面向机器人触力觉感知的磁场解析与仿真

为了探究适用于柔性机器人触力觉感知装置的磁场计算方法,利用弹性橡胶与霍尔器件设计带有凸起结构的感知装置. 利用环式Halbach阵列的磁场方程,对形变后装置的磁场进行计算. 为了验证所提出的计算方法,基于COMSOL Multiphysics平台构建并求解不同形变下感知装置的有限元仿真模型. 通过对比理论计算结果与模型仿真结果,验证了所提出的计算方法在不同形变下均有较好的适用性. 进一步的数据拟合表明,随着仿真网络的不断细化,仿真值逐渐逼近理论值,最小误差为3.18%,证明二者具有较高的一致性.

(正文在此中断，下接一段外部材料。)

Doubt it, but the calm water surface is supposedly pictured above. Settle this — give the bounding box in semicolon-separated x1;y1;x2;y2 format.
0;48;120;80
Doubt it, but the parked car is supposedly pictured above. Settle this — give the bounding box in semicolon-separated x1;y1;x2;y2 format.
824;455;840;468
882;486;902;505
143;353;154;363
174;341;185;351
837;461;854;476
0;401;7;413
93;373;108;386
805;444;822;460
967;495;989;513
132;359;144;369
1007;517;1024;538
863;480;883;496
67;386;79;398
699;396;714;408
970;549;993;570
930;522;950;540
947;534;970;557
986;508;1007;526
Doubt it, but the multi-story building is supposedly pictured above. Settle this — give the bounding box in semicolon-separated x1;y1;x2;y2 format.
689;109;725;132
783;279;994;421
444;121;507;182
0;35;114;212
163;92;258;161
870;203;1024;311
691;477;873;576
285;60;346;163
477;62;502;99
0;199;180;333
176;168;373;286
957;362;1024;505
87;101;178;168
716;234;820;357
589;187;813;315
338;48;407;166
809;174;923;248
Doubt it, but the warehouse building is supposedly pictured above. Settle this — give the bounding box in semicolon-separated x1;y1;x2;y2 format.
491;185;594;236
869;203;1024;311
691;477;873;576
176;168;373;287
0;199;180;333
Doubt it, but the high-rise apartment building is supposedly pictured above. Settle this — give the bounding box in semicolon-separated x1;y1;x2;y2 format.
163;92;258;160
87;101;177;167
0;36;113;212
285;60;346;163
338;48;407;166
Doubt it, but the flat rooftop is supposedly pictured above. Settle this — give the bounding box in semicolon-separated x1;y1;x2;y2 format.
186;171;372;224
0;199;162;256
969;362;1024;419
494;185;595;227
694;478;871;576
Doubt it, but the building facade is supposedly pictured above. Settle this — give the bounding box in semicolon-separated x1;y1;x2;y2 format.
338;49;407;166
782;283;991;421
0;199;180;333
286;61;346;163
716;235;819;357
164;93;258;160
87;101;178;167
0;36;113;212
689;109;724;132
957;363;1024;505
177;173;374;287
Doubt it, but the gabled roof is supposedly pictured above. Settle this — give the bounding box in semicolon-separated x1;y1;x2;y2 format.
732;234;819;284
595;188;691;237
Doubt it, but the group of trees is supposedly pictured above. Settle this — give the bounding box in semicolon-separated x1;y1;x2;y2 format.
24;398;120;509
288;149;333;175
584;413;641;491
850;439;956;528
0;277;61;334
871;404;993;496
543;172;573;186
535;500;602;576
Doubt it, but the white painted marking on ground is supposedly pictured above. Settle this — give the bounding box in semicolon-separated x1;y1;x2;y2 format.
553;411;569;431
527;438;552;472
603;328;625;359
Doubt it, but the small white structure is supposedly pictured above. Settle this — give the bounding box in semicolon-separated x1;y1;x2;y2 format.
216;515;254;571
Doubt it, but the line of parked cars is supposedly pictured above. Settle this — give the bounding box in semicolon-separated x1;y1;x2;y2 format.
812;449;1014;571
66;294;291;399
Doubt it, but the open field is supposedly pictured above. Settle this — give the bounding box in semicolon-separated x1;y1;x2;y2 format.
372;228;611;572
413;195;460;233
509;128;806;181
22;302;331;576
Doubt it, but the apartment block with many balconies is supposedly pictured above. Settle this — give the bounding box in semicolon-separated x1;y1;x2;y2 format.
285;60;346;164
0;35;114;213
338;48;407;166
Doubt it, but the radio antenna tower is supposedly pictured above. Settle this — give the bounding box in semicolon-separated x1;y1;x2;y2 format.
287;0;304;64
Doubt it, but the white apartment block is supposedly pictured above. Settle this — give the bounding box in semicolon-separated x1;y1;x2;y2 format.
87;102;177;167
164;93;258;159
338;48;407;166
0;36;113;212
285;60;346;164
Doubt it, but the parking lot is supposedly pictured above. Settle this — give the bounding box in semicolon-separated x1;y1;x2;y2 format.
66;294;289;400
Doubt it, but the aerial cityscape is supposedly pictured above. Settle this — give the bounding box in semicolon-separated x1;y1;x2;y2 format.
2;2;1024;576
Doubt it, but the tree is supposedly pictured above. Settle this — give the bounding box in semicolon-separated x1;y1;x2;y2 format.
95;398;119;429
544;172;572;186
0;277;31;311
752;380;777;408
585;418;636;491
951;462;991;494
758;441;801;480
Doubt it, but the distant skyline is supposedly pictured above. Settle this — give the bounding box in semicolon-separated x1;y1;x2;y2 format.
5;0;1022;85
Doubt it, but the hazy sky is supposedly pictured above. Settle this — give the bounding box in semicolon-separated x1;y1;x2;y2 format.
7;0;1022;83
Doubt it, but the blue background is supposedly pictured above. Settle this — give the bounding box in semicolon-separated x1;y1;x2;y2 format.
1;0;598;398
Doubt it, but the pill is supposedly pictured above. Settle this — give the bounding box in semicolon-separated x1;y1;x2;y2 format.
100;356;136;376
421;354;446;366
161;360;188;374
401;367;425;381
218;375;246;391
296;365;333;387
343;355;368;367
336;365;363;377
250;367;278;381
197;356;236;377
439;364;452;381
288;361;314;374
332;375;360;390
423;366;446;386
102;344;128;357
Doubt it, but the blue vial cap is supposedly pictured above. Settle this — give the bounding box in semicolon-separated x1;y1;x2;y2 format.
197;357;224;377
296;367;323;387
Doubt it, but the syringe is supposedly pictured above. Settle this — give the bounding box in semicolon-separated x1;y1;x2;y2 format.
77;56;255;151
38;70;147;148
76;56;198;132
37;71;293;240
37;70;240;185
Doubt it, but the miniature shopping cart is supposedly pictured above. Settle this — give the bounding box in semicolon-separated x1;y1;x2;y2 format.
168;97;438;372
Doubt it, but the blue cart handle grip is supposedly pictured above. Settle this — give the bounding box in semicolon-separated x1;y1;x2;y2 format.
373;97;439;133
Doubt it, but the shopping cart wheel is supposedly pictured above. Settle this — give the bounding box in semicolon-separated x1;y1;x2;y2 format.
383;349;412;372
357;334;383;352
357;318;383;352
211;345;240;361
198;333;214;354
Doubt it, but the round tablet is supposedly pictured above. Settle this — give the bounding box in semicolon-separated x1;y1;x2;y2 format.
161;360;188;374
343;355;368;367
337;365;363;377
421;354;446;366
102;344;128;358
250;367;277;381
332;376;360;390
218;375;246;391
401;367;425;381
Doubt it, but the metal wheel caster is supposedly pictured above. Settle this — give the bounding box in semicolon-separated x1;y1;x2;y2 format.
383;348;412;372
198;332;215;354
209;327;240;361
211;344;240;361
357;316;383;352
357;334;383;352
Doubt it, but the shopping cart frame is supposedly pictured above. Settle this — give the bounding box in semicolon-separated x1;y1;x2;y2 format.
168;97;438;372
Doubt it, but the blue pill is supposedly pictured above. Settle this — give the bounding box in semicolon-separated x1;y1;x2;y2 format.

Analysis and simulation of magnetic field for robot tactile perception

A sensing device with a convex structure was designed using elastic rubber and Hall devices, in order to explore the magnetic field calculation method suitable for the flexible tactile sensing device. The magnetic field generated by the deformed device was then calculated based on the magnetic equation of the Halbach cylinder. To further verify the proposed calculation method, finite element simulation models of the sensing device under different deformations were constructed and solved based on the COMSOL Multiphysics platform. Comparing the calculation results with the simulation results shows that the proposed calculation method has great applicability under different deformations. Moreover, data fitting demonstrates that the simulation value gradually approaches the theoretical value with the continuous refinement of the simulation network. The minimum error was 3.18%, proving the high consistency between the simulated value and the theoretical value.